UUIDs are not indexed well. Key should be sequential for best performance. Some people try to write own function to generate UUID that contains serial part and random part.
I can't make partitions of a table by UUID. There is not diapason.
It is pain to debug code where objectId='B1E7D34-1DF-4DC-5BA3E3DF456A410'. I can't remember this and look with my eyes. Serial number might be bigger than I can remember too. But it is sequential and I need to remember just some digits from the end.
I can't sort on front by UUID. So I need to save and load more information (ex. date).
Positive about UUID
UUID is good as identifier if I would like to generate id before save entity in DB. I can make it on front. Don't forget to check that it does not exist and handle exception. There is not one more request to get id for new entity.
UUID is easy to find in logs. Grep by number can give not relevant lines.
UUID can be used as unique acrose all tables and entities. If I have files table, and files can be linked with multiple entities, then instead of multiple tables (object_id, file_id) or one table (object_id, object_type_id, file_id), I can just create one table (object_uuid, file_id) to reference the UUID for any type of entity and the file.
UUID is good for file name too. If files are on disk. I can name files with UUIDs and link these UUIDs with my entities. And there is no table with file name in DB.
UUID is good for external objects those ids I can't control after creation. Serial numbers will not be the same forever. If I need to do custom backup (or merging or replication), I can forget to keep id. New one will be generated from sequence. In old data serial numbers can have gaps because of transactions not completed. There are no gaps in new data. With merging keep old ids might be impossible.
Merging databases is easy with UUID. Just take care about possible collisions.
It is possible to share common data between different shards, when you can't have distributed sequence.
Serial ids are predictable. User can try to get access to
data that he does not own. User can analyze application
audience and traffic. User can easy grab data from
site.
With random UUID analysis is impossible. But it is still
worth to check data owner.
Get along without UUID
For offline data I can create temporary id. Then it will be replaced during synchronization.
If I have multiple servers (shards, replicas), I can give each server a ID and make the primary key a combination of the entity ID and the server ID. Primary key would have maximum size up to (n * 64bit), where n is number of servers.
Another strategy is create a range of available IDs for each server.
-- for the first server:
create sequence seq_entity_id start 1;
-- for the second server:
create sequence seq_entity_id start 1000001;
-- for the third sever
create sequence seq_entity_id start 2000001;
It is hard to say that 1000000 is maximum. So it is more
convenient to use INCREMENT
.
-- for the first server:
create sequence seq_entity_id start 1 INCREMENT 100;
-- for the second server:
create sequence seq_entity_id start 2 INCREMENT 100;
-- for the third sever
create sequence seq_entity_id start 3 INCREMENT 100;
There is space to have up to 100 servers.

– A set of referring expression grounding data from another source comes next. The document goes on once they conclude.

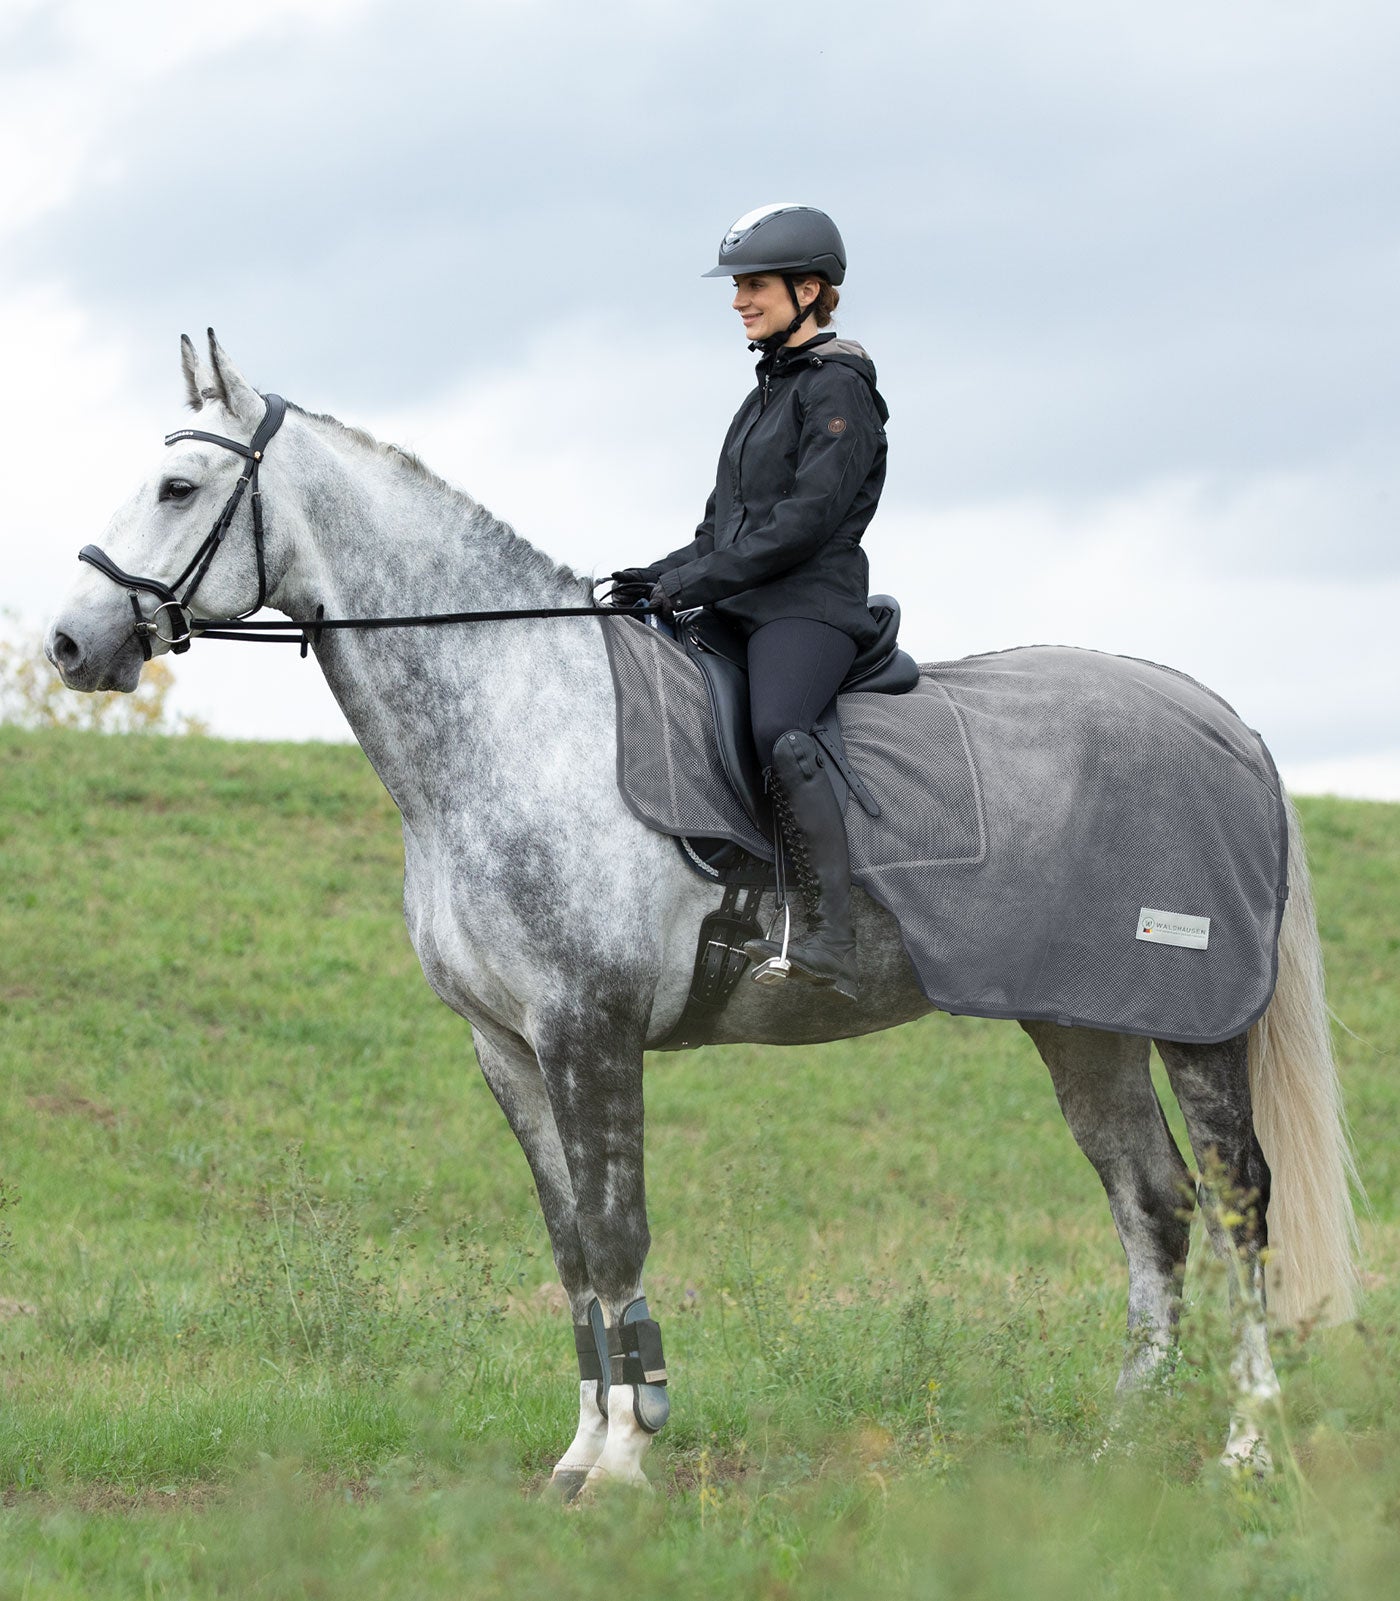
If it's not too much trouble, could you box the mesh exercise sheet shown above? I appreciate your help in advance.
[603,619,1288,1043]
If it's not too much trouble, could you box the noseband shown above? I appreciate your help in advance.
[78,394,288,660]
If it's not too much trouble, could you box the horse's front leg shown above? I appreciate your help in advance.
[530,1000,665,1493]
[469,1019,610,1497]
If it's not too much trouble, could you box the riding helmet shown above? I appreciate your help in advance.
[702,203,846,285]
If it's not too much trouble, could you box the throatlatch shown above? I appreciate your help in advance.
[575,1296,670,1434]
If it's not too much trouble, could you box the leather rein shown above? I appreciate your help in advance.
[77,393,630,660]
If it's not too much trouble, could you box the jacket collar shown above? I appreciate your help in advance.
[755,330,837,379]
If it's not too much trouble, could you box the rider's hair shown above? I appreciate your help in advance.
[813,281,840,328]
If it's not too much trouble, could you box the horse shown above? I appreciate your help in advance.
[46,332,1359,1494]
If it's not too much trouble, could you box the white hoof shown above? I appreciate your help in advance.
[547,1380,608,1500]
[581,1385,654,1492]
[1221,1415,1274,1477]
[578,1463,654,1499]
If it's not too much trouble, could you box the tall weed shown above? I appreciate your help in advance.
[207,1145,507,1383]
[706,1123,963,1448]
[0,1178,15,1257]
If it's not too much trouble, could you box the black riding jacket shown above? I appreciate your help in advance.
[644,332,888,648]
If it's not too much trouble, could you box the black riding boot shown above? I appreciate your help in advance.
[743,729,859,1000]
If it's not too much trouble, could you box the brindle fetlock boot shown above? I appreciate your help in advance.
[743,728,858,999]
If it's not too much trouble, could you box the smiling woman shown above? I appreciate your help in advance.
[610,202,889,1001]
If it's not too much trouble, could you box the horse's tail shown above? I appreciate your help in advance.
[1248,792,1361,1326]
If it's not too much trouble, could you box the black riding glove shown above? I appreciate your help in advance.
[647,583,675,621]
[607,569,654,609]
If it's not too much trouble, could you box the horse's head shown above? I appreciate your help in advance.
[46,331,282,692]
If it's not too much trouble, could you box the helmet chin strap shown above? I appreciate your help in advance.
[749,273,819,355]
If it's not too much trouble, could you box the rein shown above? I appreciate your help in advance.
[155,600,633,653]
[77,392,636,659]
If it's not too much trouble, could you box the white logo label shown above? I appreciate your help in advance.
[1136,907,1210,950]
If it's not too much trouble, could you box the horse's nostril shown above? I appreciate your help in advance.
[52,630,83,670]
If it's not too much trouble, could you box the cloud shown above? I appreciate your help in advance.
[2,285,155,605]
[353,319,737,578]
[11,0,1398,461]
[4,1,1398,792]
[1277,751,1400,804]
[873,489,1400,778]
[0,0,377,232]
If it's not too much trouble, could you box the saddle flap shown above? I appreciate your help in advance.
[683,628,768,828]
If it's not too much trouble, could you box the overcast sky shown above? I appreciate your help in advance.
[3,0,1397,797]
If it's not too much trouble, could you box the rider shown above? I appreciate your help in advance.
[610,203,889,1000]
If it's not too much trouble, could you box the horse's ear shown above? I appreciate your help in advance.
[180,333,212,412]
[205,328,261,425]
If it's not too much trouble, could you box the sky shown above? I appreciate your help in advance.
[3,0,1397,797]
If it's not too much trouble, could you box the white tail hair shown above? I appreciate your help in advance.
[1248,793,1361,1326]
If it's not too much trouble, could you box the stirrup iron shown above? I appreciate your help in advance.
[750,903,792,986]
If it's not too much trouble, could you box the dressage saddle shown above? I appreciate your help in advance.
[672,595,920,829]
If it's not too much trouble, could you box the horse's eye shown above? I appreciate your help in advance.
[160,479,196,503]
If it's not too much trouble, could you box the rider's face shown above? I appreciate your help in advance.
[731,273,818,343]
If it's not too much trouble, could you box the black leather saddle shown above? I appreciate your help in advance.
[676,595,919,829]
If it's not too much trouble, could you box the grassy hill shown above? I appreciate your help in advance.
[1,726,1397,1598]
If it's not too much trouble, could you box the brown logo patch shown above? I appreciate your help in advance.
[827,417,848,435]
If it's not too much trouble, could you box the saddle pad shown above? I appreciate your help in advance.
[602,619,1288,1044]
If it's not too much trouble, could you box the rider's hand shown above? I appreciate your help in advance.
[607,569,653,609]
[647,583,675,621]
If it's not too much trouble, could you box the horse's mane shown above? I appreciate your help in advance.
[288,401,588,595]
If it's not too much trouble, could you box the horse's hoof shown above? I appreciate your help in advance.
[576,1465,653,1502]
[544,1468,590,1503]
[1220,1433,1274,1478]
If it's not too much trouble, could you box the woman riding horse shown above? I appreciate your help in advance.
[611,203,889,1001]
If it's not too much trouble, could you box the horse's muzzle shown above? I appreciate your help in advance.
[44,616,144,693]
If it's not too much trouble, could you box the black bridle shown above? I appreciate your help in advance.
[76,393,636,659]
[79,395,290,659]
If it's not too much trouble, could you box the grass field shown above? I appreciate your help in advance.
[1,725,1397,1598]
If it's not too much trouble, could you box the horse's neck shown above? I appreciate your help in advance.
[275,421,602,823]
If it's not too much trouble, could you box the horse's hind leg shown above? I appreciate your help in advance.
[1021,1022,1193,1396]
[1155,1032,1278,1471]
[469,1020,608,1498]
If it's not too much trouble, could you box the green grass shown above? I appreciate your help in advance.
[1,725,1398,1597]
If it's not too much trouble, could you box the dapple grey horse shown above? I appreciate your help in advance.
[46,334,1358,1493]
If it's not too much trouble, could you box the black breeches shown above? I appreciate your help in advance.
[747,617,858,765]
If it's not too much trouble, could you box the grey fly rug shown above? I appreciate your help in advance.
[602,619,1289,1044]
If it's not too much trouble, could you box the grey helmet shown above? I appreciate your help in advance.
[702,203,847,285]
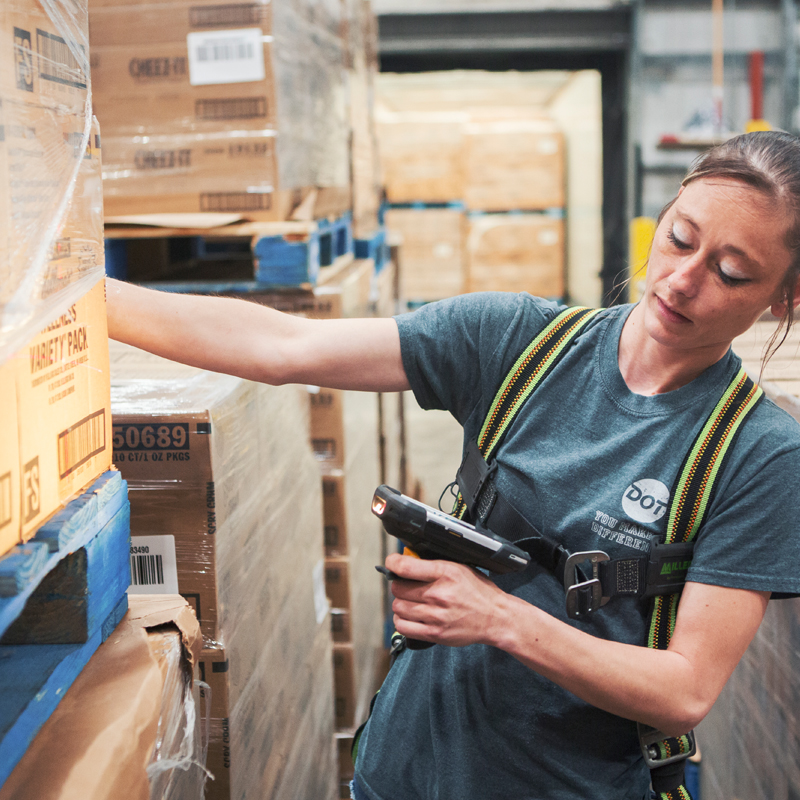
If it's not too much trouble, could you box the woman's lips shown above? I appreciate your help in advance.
[656,295,691,324]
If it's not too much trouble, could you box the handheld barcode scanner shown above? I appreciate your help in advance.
[371,485,530,649]
[371,485,531,574]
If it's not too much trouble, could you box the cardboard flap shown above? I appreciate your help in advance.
[126,594,203,667]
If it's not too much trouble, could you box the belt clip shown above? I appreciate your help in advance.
[563,550,610,620]
[637,723,697,769]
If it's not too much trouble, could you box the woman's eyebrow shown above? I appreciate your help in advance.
[674,210,699,232]
[675,209,762,267]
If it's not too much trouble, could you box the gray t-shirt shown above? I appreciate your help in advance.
[355,293,800,800]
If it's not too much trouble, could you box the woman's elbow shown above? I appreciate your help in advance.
[655,695,714,738]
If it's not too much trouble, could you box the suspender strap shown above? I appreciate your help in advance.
[453,306,601,523]
[644,367,763,799]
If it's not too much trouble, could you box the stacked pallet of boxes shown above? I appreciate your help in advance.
[88,0,350,219]
[109,347,337,800]
[344,0,382,243]
[0,4,210,796]
[691,324,800,799]
[378,71,604,306]
[226,261,389,796]
[0,0,124,785]
[0,0,112,637]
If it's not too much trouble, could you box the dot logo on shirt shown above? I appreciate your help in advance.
[622,479,670,524]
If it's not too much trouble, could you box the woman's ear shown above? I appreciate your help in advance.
[770,273,800,318]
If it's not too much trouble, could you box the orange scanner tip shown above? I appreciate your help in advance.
[403,547,420,559]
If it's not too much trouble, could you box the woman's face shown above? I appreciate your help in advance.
[642,177,795,360]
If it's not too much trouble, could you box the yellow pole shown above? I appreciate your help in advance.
[629,217,657,303]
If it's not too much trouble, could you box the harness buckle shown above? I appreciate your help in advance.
[637,723,697,769]
[563,551,610,619]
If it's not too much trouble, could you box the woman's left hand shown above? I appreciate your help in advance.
[385,551,510,647]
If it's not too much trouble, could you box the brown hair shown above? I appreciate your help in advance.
[659,131,800,372]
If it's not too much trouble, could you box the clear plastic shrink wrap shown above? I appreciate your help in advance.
[146,629,209,800]
[89,0,349,216]
[698,598,800,800]
[110,345,337,800]
[0,0,104,364]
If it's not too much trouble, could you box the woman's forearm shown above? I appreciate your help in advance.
[106,278,305,381]
[105,278,410,391]
[387,554,768,736]
[488,581,767,735]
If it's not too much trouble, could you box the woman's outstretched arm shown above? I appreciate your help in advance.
[106,278,410,392]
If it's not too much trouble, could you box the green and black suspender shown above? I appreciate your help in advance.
[451,306,764,799]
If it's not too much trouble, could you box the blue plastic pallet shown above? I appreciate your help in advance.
[0,471,129,637]
[354,227,389,273]
[105,212,354,288]
[0,471,131,785]
[385,201,466,211]
[254,212,353,286]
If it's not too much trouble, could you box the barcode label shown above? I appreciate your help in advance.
[128,535,179,594]
[36,28,86,89]
[195,96,267,121]
[187,28,265,86]
[58,409,106,479]
[131,554,163,586]
[312,560,329,625]
[200,191,271,212]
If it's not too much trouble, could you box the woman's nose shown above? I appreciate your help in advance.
[667,256,704,297]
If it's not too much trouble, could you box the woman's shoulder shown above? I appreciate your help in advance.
[746,390,800,453]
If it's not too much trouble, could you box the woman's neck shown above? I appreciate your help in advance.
[618,305,727,395]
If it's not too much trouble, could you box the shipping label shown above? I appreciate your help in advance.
[187,28,266,86]
[128,534,180,594]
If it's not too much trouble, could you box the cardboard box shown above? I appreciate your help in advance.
[333,643,356,729]
[0,103,105,365]
[323,471,348,556]
[331,608,352,643]
[0,5,88,114]
[88,0,272,46]
[462,119,565,212]
[198,590,336,800]
[335,731,355,782]
[384,206,466,301]
[89,0,350,220]
[90,41,277,134]
[376,112,465,203]
[0,279,113,546]
[466,213,565,297]
[100,131,278,211]
[325,556,351,611]
[110,348,324,649]
[0,595,203,800]
[310,388,346,466]
[0,373,21,556]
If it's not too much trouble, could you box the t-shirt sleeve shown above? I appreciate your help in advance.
[394,292,560,425]
[687,409,800,597]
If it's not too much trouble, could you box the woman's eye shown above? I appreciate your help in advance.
[667,229,691,250]
[718,267,748,287]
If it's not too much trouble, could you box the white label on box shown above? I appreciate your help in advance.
[187,28,266,86]
[128,535,180,594]
[312,559,330,625]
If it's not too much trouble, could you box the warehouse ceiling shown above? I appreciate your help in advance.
[377,7,631,55]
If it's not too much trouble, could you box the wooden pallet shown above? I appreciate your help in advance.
[0,471,131,785]
[105,212,354,287]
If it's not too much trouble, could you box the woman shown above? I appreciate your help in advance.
[108,131,800,799]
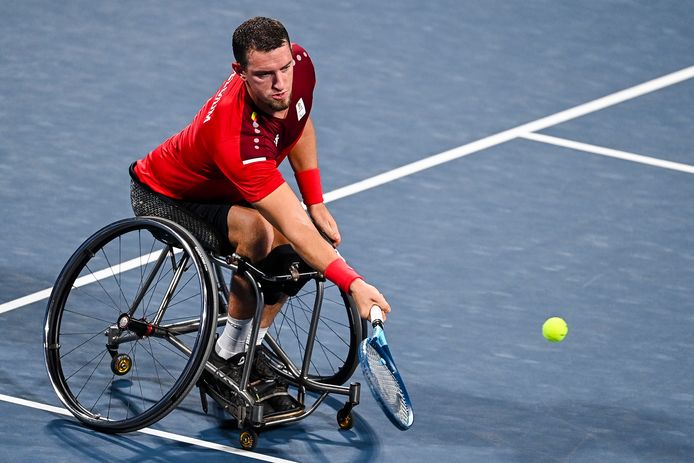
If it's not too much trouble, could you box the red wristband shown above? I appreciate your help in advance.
[324,258,363,294]
[295,168,324,205]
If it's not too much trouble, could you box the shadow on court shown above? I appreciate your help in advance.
[45,418,230,463]
[192,396,381,462]
[255,416,378,463]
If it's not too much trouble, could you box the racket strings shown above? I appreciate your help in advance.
[364,345,411,424]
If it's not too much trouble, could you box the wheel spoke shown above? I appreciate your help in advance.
[267,281,361,384]
[45,218,214,431]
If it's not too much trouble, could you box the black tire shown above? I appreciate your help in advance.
[44,217,217,432]
[264,279,367,386]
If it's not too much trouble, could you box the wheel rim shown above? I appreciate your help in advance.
[44,218,215,431]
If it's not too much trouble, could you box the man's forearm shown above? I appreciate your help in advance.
[254,183,336,271]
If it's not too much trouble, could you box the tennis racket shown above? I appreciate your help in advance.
[358,305,414,430]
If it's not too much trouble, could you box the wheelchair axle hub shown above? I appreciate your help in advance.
[118,313,155,337]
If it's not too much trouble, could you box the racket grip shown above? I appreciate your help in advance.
[319,230,340,251]
[370,306,384,326]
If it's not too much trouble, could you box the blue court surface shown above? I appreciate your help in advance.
[2,1,694,462]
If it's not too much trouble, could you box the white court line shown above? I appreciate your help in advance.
[324,65,694,202]
[520,132,694,174]
[0,250,165,316]
[2,64,694,316]
[0,394,298,463]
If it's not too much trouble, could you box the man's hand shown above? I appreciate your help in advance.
[308,203,341,247]
[349,278,391,321]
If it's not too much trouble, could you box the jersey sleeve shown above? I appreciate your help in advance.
[230,159,286,203]
[212,139,286,203]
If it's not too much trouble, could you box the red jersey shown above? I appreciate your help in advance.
[135,43,315,204]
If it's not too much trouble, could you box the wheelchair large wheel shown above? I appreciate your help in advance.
[44,217,217,433]
[265,280,367,386]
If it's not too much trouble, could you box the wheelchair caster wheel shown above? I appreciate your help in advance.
[239,428,259,450]
[337,408,354,430]
[111,354,132,376]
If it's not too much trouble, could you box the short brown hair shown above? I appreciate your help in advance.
[232,17,290,68]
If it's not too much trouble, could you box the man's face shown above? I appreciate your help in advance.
[236,42,294,116]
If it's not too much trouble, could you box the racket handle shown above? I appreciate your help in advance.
[370,305,384,327]
[319,230,339,251]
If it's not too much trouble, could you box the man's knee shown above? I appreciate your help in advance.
[257,244,312,304]
[228,208,274,262]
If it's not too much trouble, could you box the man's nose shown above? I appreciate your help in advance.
[273,71,286,90]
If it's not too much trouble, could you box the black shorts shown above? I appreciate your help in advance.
[178,200,232,241]
[129,162,249,249]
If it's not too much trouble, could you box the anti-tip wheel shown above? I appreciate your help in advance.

To do IDs not predictable I can generate them from
sequence unique for each user.
Instead of nextval('seq_entity_id')
I will
use custom next_entity_id(user_id)
.
CREATE TABLE t_user (
user_id integer NOT NULL DEFAULT nextval('seq_t_user_id'),
user_pk_entity_id integer default 0 NOT NULL
);
CREATE OR REPLACE FUNCTION next_entity_id(userid integer)
returns integer AS
$
DECLARE
next_pk integer;
BEGIN
UPDATE t_user
set user_pk_entity_id = user_pk_entity_id + 1
where user_id = userid;
SELECT INTO next_pk user_pk_entity_id
from t_user
where user_id = userid;
RETURN next_pk;
END;
$ LANGUAGE 'plpgsql';
The function next_entity_id
is transactional.
The row from t_user
will be locked. But it
will not block other users. So it would not be a
performance issue.
Positive effect is gapless id for entity table.
Take care and increment id into
UPDATE
statement. If I make
next_pk
before update there will be error.
SELECT INTO next_pk user_pk_entity_id + 1
from t_user
where user_id = userid;
UPDATE t_user
set user_pk_entity_id = next_pk
where user_id = userid;
RETURN next_pk;
With this code user can create simultaneously two entities
with the same id. The second thread waits on update. But
it already has next_pk
based on current
user_pk_entity_id
. And the second thread does
not see the changes from the first thread unless the first
transaction is commited. So
user_pk_entity_id
is still 0
,
like it was before the first request. After two request
user_pk_entity_id
will be 1
. And
two entities will have id = 1
.
In addition, I hide user id from user. Or I can add new UUID column to use on front. But primary key still be serial.